A Lei 14.208/2021 introduziu no cenário político e eleitoral uma nova forma de aliança entre agremiações partidárias: a federação. O instituto se situa em um nível de complexidade e envolvimento entre os partidos mais perene que as coligações eleitorais.
A coligação é uma união entre partidos visando unicamente a disputar o pleito conjuntamente, sendo desfeita em sequência ao fim da eleição, ficando os partidos livres para fazerem suas alianças parlamentares como assim desejarem. Com a Emenda Constitucional 97/2017, as coligações foram vedadas para as eleições proporcionais, sendo admitidas apenas para o pleito majoritário desde as eleições municipais de 2020.
Já a federação partidária exige um compromisso muito maior entre os partidos que dela fazem parte. Em primeiro lugar, as federações têm caráter nacional, ou seja, a decisão pela aliança é tomada pelos órgãos diretivos nacionais e deve ser observada e respeitada pelas esferas estaduais e municipais. Com a decisão pela federação aprovada e registrada perante o TSE, as agremiações unidas passam a atuar como se fossem um único partido, mas com a identidade e autonomia de cada uma sendo asseguradas.

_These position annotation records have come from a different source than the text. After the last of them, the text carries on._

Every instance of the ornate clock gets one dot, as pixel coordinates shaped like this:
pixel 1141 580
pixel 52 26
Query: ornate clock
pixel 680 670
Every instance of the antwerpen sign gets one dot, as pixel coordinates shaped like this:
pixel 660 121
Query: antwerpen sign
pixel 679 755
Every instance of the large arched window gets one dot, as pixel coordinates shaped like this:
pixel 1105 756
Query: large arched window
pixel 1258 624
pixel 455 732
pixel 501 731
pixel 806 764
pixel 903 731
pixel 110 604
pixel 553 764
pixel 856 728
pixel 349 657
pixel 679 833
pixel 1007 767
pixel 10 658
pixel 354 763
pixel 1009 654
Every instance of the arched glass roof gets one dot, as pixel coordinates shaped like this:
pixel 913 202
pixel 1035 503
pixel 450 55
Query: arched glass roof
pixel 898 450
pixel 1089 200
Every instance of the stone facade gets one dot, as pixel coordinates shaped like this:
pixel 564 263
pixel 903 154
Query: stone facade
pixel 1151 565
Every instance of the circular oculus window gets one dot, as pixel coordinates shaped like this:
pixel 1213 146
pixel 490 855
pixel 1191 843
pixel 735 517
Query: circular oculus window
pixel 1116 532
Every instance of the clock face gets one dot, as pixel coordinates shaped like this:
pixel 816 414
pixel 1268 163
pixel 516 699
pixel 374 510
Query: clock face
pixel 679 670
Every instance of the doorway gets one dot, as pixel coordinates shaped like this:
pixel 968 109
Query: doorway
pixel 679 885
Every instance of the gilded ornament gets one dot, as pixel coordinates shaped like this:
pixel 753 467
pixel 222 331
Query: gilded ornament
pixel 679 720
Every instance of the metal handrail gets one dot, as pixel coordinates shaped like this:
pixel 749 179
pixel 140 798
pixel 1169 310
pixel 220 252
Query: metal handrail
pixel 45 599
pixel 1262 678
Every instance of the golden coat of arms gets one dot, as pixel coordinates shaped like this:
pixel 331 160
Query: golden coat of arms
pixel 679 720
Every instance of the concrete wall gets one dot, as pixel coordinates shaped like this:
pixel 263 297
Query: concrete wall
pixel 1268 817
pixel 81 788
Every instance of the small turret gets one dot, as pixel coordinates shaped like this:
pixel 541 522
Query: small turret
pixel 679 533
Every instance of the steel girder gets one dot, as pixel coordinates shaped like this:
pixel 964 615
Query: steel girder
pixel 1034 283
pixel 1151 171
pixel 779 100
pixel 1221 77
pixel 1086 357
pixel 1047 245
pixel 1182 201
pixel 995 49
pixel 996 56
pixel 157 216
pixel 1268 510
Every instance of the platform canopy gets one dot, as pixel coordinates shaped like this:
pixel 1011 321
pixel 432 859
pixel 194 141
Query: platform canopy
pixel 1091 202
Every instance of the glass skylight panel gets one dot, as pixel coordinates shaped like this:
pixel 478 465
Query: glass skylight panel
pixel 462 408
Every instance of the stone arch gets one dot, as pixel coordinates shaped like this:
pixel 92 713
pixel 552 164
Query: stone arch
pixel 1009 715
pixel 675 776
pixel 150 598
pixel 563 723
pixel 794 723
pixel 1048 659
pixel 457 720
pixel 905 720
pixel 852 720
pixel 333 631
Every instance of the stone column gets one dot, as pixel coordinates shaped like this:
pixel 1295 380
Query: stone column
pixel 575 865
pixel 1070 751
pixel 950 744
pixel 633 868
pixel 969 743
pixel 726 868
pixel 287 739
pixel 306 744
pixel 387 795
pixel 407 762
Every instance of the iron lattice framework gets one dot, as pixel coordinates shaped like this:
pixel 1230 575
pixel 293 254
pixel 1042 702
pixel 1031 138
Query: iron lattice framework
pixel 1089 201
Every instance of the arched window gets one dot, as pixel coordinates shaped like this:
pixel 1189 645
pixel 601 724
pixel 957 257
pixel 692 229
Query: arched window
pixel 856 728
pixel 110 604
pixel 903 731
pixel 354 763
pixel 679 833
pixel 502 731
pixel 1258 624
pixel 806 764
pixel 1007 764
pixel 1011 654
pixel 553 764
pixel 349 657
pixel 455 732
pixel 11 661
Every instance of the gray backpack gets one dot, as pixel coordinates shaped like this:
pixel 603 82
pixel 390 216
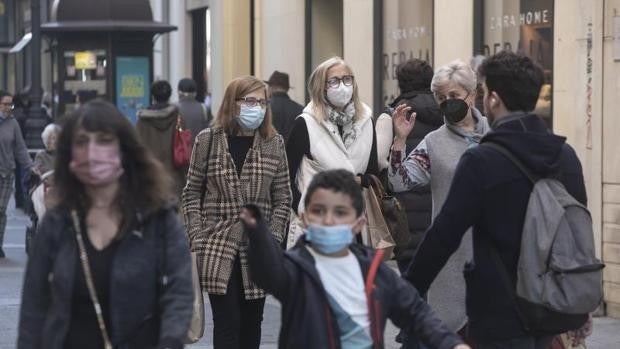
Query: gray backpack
pixel 559 278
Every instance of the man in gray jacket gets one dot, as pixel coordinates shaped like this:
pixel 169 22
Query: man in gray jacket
pixel 12 149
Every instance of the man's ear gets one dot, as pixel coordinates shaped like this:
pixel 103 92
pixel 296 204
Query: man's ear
pixel 495 101
pixel 359 225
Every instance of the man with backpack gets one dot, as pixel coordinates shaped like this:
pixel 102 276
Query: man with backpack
pixel 510 189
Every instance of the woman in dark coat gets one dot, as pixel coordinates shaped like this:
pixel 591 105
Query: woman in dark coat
pixel 113 243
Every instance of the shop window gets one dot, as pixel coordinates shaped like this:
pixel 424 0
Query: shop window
pixel 525 27
pixel 407 33
pixel 85 76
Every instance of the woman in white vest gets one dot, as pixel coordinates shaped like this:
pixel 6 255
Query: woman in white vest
pixel 335 130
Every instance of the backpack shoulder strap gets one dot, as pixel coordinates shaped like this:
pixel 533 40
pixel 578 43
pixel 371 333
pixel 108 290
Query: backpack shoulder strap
pixel 203 187
pixel 531 176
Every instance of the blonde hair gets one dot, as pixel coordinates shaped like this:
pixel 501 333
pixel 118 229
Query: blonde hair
pixel 456 71
pixel 317 85
pixel 229 109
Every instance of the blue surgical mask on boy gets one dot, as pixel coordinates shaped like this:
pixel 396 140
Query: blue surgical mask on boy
pixel 251 117
pixel 329 239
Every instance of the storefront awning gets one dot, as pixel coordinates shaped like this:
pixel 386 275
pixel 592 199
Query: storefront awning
pixel 107 26
pixel 21 43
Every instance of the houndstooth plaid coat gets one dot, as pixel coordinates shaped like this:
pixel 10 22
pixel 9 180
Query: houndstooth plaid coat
pixel 216 233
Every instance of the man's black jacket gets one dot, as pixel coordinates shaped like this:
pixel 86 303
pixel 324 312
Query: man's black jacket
pixel 307 319
pixel 491 194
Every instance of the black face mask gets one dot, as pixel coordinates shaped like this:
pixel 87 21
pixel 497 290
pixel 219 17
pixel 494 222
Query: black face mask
pixel 454 110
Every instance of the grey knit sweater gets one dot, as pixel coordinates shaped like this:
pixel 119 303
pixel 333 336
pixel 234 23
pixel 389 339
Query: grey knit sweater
pixel 434 161
pixel 12 147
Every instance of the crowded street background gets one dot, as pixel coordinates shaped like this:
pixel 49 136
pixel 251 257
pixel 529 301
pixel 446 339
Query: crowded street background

A atuação unificada dos partidos federados ocorre tanto em âmbito eleitoral como parlamentar. Nas eleições, os partidos federados apresentam lista comum de candidatos ao pleito proporcional e não concorrem entre si no pleito majoritário, escolhendo juntos sobre seus rumos e postulantes. Já na seara legislativa, a federação pressupõe uma atuação conjunta dos eleitos, respeitada a independência dos parlamentares e a autonomia de cada partido que a compõe.
Ademais, há obrigatoriedade de os partidos federados permanecerem juntos pelo prazo mínimo de quatro anos, com graves consequências para o rompimento prematuro: (i) proibição de ingressar em federação e de celebrar coligações nas duas eleições seguintes; (ii) vedação de acesso ao fundo partidário pelo período remanescente até completar aquele prazo mínimo.
No ano de 2022, três federações se formaram: Federação Brasil da Esperança, composta por PT, PC do B e PV; Federação PSDB Cidadania; e Federação PSOL Rede.
Em seguida à aprovação da Lei 14.208/2021, o Tribunal Superior Eleitoral editou a Resolução 23.675/2021, alterando a Resolução 23.609/2019, para adequar o regramento sobre o processo de escolha e registro dos candidatos, inclusive adaptando-o para abranger a nova modalidade de aliança.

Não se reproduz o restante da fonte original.